Division 1A

Le FC Malines et les clubs de supporters du Malinwa ont demandé la semaine dernière à ce que le club ne soit pas poursuivi par le parquet de l'Union Belge, estimant que les dirigeants poursuivis ne forment pas la majorité du conseil d'administration du club.

"Peut-être pas mais ce sont eux qui ont le pouvoir décisionnel dans le club", a rétorqué le procureur fédéral Kris Wagner samedi dans son plaidoyer devant la haute chambre d'appel de la Commission des litiges de l'Union belge traitant du dossier du match présumé truqué l'an dernier en playdowns entre Malines et Waasland-Beveren (2-0) du 12 mars 2018..

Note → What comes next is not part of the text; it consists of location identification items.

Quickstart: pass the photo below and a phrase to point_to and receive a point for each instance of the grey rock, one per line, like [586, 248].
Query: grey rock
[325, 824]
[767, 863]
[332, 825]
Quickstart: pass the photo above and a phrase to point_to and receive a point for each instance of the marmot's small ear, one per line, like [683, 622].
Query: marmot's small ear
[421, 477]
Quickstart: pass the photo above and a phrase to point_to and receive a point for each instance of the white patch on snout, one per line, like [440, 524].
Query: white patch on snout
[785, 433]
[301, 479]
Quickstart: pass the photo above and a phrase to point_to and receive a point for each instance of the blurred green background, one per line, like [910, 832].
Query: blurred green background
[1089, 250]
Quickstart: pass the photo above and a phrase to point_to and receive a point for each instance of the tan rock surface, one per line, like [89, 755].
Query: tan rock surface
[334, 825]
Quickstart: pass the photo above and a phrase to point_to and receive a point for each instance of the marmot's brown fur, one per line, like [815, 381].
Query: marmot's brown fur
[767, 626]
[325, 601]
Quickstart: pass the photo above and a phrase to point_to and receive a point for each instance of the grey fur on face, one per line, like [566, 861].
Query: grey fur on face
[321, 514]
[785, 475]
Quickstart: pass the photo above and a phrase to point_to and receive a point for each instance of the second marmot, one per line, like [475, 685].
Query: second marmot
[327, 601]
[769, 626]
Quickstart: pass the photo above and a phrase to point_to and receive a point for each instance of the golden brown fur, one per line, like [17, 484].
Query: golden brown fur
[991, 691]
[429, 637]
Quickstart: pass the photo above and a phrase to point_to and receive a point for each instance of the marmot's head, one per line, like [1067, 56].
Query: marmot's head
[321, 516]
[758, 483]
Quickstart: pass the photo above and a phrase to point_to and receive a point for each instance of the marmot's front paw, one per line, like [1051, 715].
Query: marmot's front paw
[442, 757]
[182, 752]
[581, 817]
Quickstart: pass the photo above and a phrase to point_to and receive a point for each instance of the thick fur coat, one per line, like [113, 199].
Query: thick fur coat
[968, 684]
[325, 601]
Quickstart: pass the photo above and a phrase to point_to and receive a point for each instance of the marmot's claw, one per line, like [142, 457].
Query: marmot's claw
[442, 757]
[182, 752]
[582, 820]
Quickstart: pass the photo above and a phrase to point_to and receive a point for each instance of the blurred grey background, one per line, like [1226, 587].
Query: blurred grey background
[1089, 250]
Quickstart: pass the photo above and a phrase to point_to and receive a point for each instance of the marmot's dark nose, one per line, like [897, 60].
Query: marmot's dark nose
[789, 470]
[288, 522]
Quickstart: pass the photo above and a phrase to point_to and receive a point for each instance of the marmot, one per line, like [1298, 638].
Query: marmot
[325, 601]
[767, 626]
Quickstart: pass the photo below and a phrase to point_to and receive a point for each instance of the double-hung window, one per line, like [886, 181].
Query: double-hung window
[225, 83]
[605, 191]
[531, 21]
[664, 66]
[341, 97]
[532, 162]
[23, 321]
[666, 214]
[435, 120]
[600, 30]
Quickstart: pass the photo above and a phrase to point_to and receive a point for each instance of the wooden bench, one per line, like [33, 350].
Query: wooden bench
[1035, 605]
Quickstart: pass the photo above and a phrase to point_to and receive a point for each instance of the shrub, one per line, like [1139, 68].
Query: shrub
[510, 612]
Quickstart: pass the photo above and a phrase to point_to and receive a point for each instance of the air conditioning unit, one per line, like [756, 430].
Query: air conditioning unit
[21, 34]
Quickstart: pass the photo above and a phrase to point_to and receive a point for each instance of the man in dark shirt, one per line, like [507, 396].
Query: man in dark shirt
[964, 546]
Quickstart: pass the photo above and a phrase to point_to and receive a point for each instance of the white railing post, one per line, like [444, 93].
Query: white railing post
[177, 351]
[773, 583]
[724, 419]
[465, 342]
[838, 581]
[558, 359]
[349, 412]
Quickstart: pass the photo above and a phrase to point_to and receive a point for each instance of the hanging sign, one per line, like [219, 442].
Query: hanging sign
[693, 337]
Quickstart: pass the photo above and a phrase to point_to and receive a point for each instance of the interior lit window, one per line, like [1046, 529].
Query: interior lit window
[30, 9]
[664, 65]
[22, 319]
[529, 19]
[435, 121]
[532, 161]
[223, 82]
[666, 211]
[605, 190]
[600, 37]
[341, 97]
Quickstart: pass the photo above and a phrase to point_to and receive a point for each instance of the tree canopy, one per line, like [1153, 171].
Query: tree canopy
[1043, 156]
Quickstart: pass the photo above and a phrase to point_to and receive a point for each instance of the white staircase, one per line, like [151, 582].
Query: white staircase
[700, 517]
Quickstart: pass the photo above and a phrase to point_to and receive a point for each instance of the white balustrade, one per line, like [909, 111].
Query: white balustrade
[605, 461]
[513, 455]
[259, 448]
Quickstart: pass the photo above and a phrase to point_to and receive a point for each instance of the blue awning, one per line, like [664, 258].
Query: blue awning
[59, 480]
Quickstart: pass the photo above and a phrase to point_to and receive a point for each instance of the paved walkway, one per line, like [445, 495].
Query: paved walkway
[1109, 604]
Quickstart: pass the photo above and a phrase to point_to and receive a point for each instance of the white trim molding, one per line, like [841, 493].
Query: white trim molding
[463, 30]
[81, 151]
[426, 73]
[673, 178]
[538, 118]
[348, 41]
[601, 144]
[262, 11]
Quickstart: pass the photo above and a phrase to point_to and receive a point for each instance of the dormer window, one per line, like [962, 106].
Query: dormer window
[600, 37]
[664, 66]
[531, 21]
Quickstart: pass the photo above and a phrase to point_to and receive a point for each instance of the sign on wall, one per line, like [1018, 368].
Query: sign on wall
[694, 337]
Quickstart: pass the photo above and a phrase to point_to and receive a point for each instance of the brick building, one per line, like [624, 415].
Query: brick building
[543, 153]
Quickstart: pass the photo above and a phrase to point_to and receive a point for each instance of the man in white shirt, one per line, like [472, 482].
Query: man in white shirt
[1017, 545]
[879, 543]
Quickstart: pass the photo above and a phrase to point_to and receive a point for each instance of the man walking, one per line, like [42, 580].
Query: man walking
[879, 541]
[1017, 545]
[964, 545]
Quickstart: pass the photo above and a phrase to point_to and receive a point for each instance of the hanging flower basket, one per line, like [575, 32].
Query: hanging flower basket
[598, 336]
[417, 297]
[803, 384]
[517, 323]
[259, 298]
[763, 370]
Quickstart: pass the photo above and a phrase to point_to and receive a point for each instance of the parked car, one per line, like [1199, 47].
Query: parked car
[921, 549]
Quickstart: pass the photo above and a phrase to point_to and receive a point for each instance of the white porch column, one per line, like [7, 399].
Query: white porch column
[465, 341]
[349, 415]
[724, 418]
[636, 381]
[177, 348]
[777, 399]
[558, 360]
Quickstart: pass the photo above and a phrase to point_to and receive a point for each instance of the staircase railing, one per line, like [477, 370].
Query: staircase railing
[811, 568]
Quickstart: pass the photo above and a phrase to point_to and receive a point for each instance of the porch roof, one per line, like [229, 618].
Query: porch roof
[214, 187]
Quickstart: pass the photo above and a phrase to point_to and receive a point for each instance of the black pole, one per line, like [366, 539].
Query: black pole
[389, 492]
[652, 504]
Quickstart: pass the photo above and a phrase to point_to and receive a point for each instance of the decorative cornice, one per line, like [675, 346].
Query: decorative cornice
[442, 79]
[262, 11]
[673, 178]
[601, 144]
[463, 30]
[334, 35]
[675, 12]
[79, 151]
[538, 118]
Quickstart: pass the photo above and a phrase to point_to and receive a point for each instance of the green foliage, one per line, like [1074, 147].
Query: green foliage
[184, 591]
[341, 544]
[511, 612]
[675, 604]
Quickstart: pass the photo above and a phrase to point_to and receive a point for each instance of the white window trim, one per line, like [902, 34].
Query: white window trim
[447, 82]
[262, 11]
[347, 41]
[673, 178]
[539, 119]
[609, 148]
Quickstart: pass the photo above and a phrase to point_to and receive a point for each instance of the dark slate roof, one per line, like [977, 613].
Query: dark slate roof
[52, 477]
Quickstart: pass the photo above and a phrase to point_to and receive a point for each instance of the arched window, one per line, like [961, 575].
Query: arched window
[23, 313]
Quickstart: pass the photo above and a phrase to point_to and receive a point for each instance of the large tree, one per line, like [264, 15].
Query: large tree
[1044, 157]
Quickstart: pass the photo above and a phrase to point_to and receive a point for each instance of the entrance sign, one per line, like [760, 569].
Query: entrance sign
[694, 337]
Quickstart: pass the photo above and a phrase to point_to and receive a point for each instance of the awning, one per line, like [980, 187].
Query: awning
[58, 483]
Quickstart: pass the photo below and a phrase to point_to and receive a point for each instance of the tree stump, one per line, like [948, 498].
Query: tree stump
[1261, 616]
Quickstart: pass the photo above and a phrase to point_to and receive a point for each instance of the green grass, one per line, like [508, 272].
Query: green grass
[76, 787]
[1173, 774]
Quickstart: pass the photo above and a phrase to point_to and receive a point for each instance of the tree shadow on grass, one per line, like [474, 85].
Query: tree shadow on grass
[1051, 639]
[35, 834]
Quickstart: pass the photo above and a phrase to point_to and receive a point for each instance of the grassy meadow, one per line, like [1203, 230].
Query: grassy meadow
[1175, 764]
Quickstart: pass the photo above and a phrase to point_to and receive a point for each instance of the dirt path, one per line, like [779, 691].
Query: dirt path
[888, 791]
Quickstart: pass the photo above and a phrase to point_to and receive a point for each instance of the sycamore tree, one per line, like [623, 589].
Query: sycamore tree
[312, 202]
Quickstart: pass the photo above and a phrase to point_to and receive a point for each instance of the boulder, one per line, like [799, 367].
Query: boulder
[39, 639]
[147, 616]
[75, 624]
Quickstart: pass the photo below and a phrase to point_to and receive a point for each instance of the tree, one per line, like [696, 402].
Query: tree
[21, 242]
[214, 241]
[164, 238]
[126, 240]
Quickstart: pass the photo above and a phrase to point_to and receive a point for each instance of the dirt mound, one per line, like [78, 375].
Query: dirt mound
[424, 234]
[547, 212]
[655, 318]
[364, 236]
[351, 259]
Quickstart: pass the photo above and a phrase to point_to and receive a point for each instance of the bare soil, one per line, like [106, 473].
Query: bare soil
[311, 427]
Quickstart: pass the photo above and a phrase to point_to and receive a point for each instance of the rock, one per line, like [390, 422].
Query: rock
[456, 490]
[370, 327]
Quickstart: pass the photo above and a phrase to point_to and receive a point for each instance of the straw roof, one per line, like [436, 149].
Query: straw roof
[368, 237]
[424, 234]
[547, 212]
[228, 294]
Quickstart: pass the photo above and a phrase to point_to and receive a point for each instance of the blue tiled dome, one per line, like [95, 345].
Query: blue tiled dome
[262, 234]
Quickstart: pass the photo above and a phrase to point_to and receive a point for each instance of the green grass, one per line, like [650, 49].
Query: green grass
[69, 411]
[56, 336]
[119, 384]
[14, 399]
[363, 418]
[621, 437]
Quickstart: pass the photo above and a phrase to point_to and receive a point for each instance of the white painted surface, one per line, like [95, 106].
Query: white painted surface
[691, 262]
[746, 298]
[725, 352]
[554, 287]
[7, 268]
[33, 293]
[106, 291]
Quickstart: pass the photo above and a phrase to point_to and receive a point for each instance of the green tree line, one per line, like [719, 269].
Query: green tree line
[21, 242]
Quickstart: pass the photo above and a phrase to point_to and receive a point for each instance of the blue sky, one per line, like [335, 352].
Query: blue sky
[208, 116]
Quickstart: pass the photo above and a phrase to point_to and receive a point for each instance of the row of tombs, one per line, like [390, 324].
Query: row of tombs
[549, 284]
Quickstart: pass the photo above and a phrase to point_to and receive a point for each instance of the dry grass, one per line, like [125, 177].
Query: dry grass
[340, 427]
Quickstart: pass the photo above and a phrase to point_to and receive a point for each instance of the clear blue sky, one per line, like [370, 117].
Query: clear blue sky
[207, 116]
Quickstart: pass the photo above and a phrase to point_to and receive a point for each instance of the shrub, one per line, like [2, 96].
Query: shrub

Tim de Hertogh, avocat qui représente deux associations de supporters malinois, avait déclaré samedi dernier que de nombreux supporters avaient investi beaucoup d'argent dans le club et que le FC Malines est une entité qui ne pouvait pas se résumer à quelques dirigeants. Il a donc estimé que le club ne pouvait être tenu responsable d'une tentative de truquer un match.

Le fait que Thierry Steemans (directeur financier), Olivier Somers (co-actionnaire principal), Stefaan Vanroy (directeur sportif) et Johan Timmermans (ex-président et membre du conseil d'administration) ne constituent pas la majorité du conseil d'administration n'a aucun poids au niveau juridique selon Kris Wagner. "La seule chose qui est importante, c'est que ce sont eux qui avaient le pouvoir décisionnel dans les mains. C'est indéniable compte tenu de leurs fonctions dans le club. Je comprends l'argument selon lequel le club ne devrait pas être victime", a-t-il ajouté. "Mais à qui profite cette falsification? Au FC Malines. Ce serait injuste envers les autres clubs qui jouent selon les règles. Ne pas condamner le club signifierait la fin d'une compétition normale et par conséquent de notre sport."


Kris Wagner dénonce l'attitude de Veljkovic: "Complètement indifférent aux règles"

Le procureur fédéral Kris Wagner s'en est pris vivement à Dejan Veljkovic dans son plaidoyer samedi, accusant l'agent de joueurs d'être la figure centrale qui a influencé le déroulement du match Malines - Waasland-Beveren du 11 mars 2018. "Il n'y pas de place dans le football national et international pour une personne mafieuse comme lui", a-t-il assené.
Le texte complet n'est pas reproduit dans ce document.